A culture of conflict is the common legacy of every contested relationship between groups around the world. The attacks in America come in the context of centuries of bloody conflict between the Muslim world and Christendom. Confrontations in North Belfast are but the latest manifestation of the sectarianism that erodes relationships throughout our society. People hurt when murder, death, violence, fear, poverty and injustice erode their humanity. The journey to the bitterness and hate that fuel further division and violence is a short one. But it is a journey that God calls us to abandon.

God does not call us to compromise with evil and murder. ‘You shall not murder’ is unambiguous in its demands. No just cause is served through murder. But God requires that we overcome evil with good.

• Good requires that justice be upheld and those responsible for violating the sanctity of human life and distorting human potential are made accountable.

• Good is willing to face enmity between ourselves and others, our people and other peoples, repenting the abuse of power by which we allow our interests to be furthered at the cost of others.

• Good is concerned for the hurt of thousands in America and beyond, and for the welfare of innocent Afghans, a people who over recent years have seen millions killed and maimed and countless others afloat on the ‘sea of the global refugees’.

• Good is as eager to battle the poverty, exploitation and inequality that fuels the hate as it is to battle those who vent their hate in destruction.

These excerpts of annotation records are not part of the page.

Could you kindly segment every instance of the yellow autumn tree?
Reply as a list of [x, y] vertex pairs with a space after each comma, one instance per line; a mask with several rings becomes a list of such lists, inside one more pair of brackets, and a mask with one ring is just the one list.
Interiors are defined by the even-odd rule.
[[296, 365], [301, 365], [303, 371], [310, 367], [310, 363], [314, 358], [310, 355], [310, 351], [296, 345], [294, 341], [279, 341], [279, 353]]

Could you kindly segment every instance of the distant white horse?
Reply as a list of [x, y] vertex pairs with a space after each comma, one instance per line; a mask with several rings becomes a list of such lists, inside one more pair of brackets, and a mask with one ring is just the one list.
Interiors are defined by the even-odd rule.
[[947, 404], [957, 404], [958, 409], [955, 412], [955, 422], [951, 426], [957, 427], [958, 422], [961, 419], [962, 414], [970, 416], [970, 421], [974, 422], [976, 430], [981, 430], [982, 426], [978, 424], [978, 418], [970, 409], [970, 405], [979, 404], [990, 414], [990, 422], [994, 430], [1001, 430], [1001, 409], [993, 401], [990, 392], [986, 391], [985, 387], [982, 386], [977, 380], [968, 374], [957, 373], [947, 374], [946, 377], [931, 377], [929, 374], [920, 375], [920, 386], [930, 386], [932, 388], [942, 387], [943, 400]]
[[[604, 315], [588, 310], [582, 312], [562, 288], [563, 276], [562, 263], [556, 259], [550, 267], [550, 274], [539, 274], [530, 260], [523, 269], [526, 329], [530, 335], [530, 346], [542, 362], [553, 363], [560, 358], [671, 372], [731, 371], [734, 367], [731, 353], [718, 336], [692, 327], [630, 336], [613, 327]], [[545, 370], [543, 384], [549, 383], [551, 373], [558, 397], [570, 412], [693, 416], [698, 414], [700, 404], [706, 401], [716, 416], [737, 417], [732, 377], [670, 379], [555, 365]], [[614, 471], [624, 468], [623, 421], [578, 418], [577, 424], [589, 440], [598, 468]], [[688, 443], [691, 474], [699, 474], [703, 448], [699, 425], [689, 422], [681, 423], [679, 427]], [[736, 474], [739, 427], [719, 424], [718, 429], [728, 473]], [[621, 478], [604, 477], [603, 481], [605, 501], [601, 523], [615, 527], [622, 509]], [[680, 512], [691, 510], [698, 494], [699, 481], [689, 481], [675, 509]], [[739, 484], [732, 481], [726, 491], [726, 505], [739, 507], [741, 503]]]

‘Do gooders’ has become a term of ritual abuse for those deemed to be naïve, whose interference betrays an apparent failure to face the world as it is. In reality the Good News of God’s reign is uncompromising in its demands, and in a world broken and scarred by violence and hate it is a costly path to take. There is no naivety or failure of nerve in Jesus’ words: ‘Love your enemies, do good to those who hate you’. Rather he starkly states the breakdown in human relationships, there are enemies, and he invites us to a better way.